Für mich Grund genug, das Gespräch mit den direkt betroffenen Imkern zu suchen. Am 23. Mai 2026 hatte ich Gelegenheit mit dem Vorsitzenden des ältesten Imkervereins Deutschlands, dem Imkerverein Straelen, Herrn Michael Verheyen und Kolleg*innen zu sprechen.
In einer eindrucksvollen Präsentation wurde die aktuelle Situation rund um die Ausbreitung der Asiatische Hornisse am Niederrhein vorgestellt. Die Art ist inzwischen flächendeckend verbreitet und schon jetzt – ganz am Anfang der Saison – liegen für 2026 über 90 Nestfunde im Kreis Kleve vor; eine vierstellige Zahl wird für dieses Jahr erwartet.
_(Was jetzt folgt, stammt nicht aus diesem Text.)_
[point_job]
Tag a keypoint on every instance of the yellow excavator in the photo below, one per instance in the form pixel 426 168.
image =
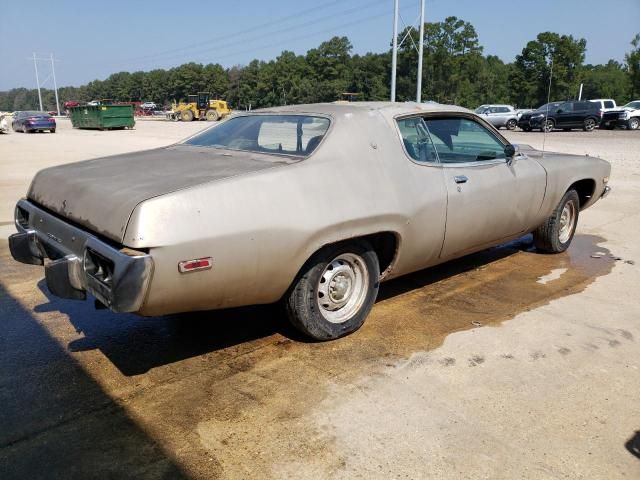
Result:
pixel 200 107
Speziell ausgebildete Imker haben sich zu einer Arbeitsgruppe zusammengefunden, die mit hohem persönlichem Einsatz die Nestentfernung vornehmen. Wir haben das ganz konkret über die weitere notwendige Unterstützung gesprochen – so zum Beispiel die bessere finanzielle Förderung von Schutzkleidung und Lanzen zur Bekämpfung. Da viele Sekundärnester oft sehr hoch (25 Meter) in Bäumen hängen, bedarf es sehr langer und stabiler Lanzen, um an die Nester zu kommen.
Gleichzeitig ist klar, dass die Asiatische Hornisse sich fest etabliert hat und nicht mehr auszurotten ist. Es geht also darum, Gefahrenpunkte wie Bienenstöcke, Schulen und Kindergärten zu schützen und Nester in deren Umgebung zu entfernen. Es bleibt zu hoffen, dass sich in den nächsten Jahren auch natürliche Feinde wie zum Beispiel der Wespenbussard auf die Asiatische Hornisse einstellen und zu deren Reduzierung beitragen.
Ein weiteres Gesprächsthema waren weitere Gefährdungen der Honigbienen und Wildinsekten. Dazu gehören vor allem die verbreitete Anwendung von Pestiziden, die zu den am meisten unterschätzen Umweltgefahren unserer Zeit gehören; Hintergrundinformationen dazu finden sich hier.
Den engagierten Imker*innen gilt ein großer Dank für ihre Arbeit.